In a scenario laid out by engineering experts from the People’s Armed Police Force (PAP), a crowd – incited by rumours following a military takeover of a large city – gathers in a central square to assault key government installations.

Their protest meets a swift response: roadblocks are suddenly deployed, cutting off their advance. Key instigators in the crowd are swiftly identified and captured.

Cut off from the internet and unable to broadcast their cause, the demonstrators eventually disperse on their own.

Throughout the entire ordeal, they do not confront a soldier or police officer in person.

All reconnaissance, containment, arrests, and even psychological operations are executed by a collaborative swarm of drones in the sky and uncrewed armoured vehicles and robot dogs on the ground.

The detailed exercise, published this month in the mainland Chinese peer-reviewed journal Command Control & Simulation, marks a notable shift. While the PAP has historically emphasised human-machine teamwork, this paper suggests a growing interest in operations that rely almost entirely on intelligent machines to quell civil unrest.

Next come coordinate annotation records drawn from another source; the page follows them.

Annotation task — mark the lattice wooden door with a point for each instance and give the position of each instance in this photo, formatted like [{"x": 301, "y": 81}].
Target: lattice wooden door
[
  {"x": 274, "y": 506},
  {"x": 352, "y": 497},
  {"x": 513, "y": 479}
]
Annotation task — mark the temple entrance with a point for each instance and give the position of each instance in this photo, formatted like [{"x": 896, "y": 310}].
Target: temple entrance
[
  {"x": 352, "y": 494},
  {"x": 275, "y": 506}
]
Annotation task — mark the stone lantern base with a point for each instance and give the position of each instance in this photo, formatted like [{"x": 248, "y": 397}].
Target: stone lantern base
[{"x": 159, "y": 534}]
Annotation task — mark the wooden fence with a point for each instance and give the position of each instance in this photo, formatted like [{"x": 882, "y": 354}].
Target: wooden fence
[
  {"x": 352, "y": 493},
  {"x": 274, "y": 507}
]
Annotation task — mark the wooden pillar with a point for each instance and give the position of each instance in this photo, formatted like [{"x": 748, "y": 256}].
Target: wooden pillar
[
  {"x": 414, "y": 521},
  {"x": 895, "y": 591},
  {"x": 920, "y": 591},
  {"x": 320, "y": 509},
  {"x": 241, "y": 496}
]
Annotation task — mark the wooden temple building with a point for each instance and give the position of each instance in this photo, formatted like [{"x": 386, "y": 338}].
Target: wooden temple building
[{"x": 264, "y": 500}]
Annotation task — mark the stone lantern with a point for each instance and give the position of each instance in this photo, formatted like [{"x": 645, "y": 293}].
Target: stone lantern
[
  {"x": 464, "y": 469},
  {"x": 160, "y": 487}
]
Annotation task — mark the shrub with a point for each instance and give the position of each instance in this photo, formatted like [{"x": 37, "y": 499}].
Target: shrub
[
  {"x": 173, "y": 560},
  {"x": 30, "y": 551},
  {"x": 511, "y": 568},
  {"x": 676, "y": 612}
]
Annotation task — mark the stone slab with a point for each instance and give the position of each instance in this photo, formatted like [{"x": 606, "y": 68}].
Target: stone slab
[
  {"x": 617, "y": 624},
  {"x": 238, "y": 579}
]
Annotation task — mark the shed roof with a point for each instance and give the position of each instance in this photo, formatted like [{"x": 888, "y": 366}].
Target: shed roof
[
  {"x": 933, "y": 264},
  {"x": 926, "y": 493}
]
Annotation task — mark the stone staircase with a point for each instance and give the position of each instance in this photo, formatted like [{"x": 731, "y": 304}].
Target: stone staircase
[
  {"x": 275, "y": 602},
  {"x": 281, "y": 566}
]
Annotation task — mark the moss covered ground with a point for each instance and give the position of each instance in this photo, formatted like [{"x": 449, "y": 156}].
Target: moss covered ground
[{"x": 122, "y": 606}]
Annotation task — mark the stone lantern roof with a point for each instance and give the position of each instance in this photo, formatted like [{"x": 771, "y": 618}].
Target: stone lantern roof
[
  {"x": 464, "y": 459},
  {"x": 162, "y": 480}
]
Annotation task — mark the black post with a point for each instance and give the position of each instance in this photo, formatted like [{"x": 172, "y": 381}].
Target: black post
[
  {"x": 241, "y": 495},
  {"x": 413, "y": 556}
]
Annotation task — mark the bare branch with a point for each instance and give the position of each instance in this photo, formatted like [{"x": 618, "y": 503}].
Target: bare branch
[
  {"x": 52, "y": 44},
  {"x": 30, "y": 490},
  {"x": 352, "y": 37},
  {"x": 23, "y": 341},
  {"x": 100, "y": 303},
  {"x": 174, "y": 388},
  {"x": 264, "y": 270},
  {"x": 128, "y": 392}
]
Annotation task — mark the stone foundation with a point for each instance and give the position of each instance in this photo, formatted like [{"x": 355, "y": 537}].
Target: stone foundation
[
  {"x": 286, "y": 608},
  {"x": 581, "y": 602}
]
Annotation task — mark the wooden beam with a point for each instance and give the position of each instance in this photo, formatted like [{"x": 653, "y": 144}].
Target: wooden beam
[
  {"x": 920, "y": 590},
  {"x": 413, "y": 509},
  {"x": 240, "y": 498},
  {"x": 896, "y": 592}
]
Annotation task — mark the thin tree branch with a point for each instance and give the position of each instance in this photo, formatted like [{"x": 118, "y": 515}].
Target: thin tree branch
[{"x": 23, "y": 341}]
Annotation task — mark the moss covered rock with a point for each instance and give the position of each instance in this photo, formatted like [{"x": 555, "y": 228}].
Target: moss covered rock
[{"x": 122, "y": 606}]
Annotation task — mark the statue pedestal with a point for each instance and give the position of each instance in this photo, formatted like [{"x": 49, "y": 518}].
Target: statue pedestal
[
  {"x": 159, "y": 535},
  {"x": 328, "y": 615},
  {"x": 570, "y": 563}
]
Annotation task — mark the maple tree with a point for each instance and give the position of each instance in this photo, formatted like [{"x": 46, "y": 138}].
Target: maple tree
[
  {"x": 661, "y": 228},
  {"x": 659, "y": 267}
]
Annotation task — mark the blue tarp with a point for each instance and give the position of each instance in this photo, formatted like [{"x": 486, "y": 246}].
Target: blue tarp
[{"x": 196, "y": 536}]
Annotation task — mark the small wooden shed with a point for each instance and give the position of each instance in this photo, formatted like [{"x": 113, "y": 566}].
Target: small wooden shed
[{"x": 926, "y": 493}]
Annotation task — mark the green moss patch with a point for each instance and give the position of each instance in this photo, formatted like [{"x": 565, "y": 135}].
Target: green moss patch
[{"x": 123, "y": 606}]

This approach could help authorities avoid the kind of bloody, politically costly crackdowns that have scarred societies in the past, according to some security experts not involved in the study.

The paper, led by Du Bo of the Engineering University of PAP, uses the allegorical terms “Red Force” and “Blue Force”, but is clearly set in a post-reunification Taiwan, referring to Taipei as “New City”.

The scenario describes “external powers” inciting violence to “delay the Red Force’s unification process”.

In response, the Red Force employs “intelligent unmanned combat methods” to conduct “stability maintenance and control operations”.

The proposed system operates in a fully autonomous, four-phase sequence involving reconnaissance, blockade, cognitive warfare and arrests, all of which are coordinated by an AI command loop.

Human supervisors remain off-site, setting ethical boundaries rather than issuing tactical commands.

The unmanned units operate on a principle of highly specialised “division of labour” within a seamlessly integrated network.

Reconnaissance units act as the “eyes”, scanning crowds, while cognitive warfare units serve as the “voice” and “jammer”, broadcasting messages and blocking communications.

Blockade units form a mobile “shield” using physical barriers, and arrest units function as the precise “fist” to detain targets.

Composed of agile aerial drones, ground-based armoured vehicles and robot dogs, arrest units are equipped primarily with non-lethal capture tools, such as nets and tasers, and are tasked with surgically detaining pre-identified agitators.

While operations are autonomous, the authorisation of arrests remains a human decision.

Collaboration between human and robot team members is enabled by real-time data sharing.

For instance, once a reconnaissance drone identifies a ringleader, it can simultaneously alert a cognitive unit to jam local cell signals, preventing video uploads, while directing an arrest unit to move in, all coordinated faster than human reaction times.

However, the transition from academic theory to real-world application could face significant hurdles.

A Beijing-based expert noted that the core AI challenge was reliably distinguishing a violent instigator from a panicked bystander in a dense, chaotic crowd.

Errors in target recognition could lead to machines harming innocent civilians, raising major ethical and accountability questions, he said.

Furthermore, the centralised AI system and its communication networks would be prime targets for hacking and electronic warfare, posing a major technical vulnerability.